Deshalb kann es eigentlich nur ein Gebet geben und zwar das, mit dem wir Gott darum bitten, Gott zu sein. Gnädig und barmherzig, Schöpfer und Tröster, Wegbegleiter und Vater. So zu beten könnte die Antwort auf die Frage sein, was und wie wir beten können. Wir bitten Gott darum, Gott zu sein. Damit verlangen wir nicht zu viel, wir verändern Gott nicht und bewegen ihn nur zu dem, was er uns kaum verweigern kann. Nur so bliebt Gott Gott und lässt sich doch auch bewegen. So bleibt Gott beides: Er ist der Herrscher, der Allmächtige, der Schöpfer des Himmels und der Erde. Und er ist auch der, mit dem wir reden können. Den wir darum bitten können, das Gute, das er tun will, auch für uns zu tun. Und wir dürfen dabei so reden, wie wir möchten, solange es uns um das Gute geht, um das Leben, um Barmherzigkeit. So wie Mose sich eingesetzt hat für das Leben und dabei mit Gott sehr mutig und offenherzig gesprochen hat.

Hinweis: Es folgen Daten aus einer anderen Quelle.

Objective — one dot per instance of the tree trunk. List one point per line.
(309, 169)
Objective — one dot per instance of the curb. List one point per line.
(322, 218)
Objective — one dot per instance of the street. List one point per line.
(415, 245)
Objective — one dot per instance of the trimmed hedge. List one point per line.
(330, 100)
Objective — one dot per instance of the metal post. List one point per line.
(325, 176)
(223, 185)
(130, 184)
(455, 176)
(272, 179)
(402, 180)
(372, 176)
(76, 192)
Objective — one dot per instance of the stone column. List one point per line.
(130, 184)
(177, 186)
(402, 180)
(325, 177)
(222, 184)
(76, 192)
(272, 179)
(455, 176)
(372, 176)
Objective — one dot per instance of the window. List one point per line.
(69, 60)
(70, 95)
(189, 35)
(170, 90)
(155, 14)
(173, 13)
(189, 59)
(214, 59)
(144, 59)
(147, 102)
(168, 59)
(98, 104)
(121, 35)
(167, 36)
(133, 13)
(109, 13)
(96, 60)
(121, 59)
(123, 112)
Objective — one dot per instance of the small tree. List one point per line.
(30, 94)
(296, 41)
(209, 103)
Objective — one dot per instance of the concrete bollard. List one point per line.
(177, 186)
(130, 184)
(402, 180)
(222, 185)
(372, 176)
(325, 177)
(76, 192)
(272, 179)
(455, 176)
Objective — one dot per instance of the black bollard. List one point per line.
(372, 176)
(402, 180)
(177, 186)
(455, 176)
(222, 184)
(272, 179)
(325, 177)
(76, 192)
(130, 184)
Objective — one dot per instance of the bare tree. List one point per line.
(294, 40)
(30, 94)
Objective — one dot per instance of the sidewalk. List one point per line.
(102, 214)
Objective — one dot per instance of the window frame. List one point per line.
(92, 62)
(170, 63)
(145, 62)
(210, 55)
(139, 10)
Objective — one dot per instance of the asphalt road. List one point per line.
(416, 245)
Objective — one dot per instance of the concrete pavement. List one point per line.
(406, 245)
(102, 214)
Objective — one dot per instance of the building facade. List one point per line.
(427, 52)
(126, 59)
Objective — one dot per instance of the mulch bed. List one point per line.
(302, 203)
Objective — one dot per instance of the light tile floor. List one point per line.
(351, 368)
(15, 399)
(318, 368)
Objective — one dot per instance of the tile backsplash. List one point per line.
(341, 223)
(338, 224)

Mit Gott kann man reden und mit Mose heute so beten:

Ändere Deine Gesinnung Gott, wenn Du wütend bist über uns, weil wir anderen Götter nachlaufen, weil wir Dir nicht vertrauten und ungeduldig wurden. Kehr um zu uns und lass und nicht allein, denn ohne Dich sind wir verloren. Erinnere Dich Gott, dass Du uns geschaffen hast und ein Freund des Lebens bist. Sei unser Gott und unser Gott für uns. Und der Friede Gottes, der höher steht als alle unsere Vernunft, der bewahre unsere Herzen und Sinne in Jesus Christus. AMEN. 

Mail an Pfr. Lars Kunkel

Predigttext: Exodus 32
7
Der HERR sprach aber zu Mose: Geh, steig hinab; denn dein Volk, das du aus Ägyptenland geführt hast, hat schändlich gehandelt. 8 Sie sind schnell von dem Wege gewichen, den ich ihnen geboten habe. Sie haben sich ein gegossenes Kalb gemacht und haben's angebetet und ihm geopfert und gesagt: Das ist dein Gott, Israel, der dich aus Ägyptenland geführt hat. 9 Und der HERR sprach zu Mose: Ich sehe, dass es ein halsstarriges Volk ist. 10 Und nun lass mich, dass mein Zorn über sie entbrenne und sie vertilge; dafür will ich dich zum großen Volk machen. 11 Mose aber flehte vor dem HERRN, seinem Gott, und sprach: Ach HERR, warum will dein Zorn entbrennen über dein Volk, das du mit großer Kraft und starker Hand aus Ägyptenland geführt hast? 12 Warum sollen die Ägypter sagen: Er hat sie zu ihrem Unglück herausgeführt, dass er sie umbrächte im Gebirge und vertilgte sie von dem Erdboden? Kehre dich ab von deinem grimmigen Zorn und lass dich des Unheils gereuen, das du über dein Volk bringen willst. 13 Gedenke an deine Knechte Abraham, Isaak und Israel, denen du bei dir selbst geschworen und verheißen hast: Ich will eure Nachkommen mehren wie die Sterne am Himmel, und dies ganze Land, das ich verheißen habe, will ich euren Nachkommen geben, und sie sollen es besitzen für ewig. 14 Da gereute den HERRN das Unheil, das er seinem Volk zugedacht hatte.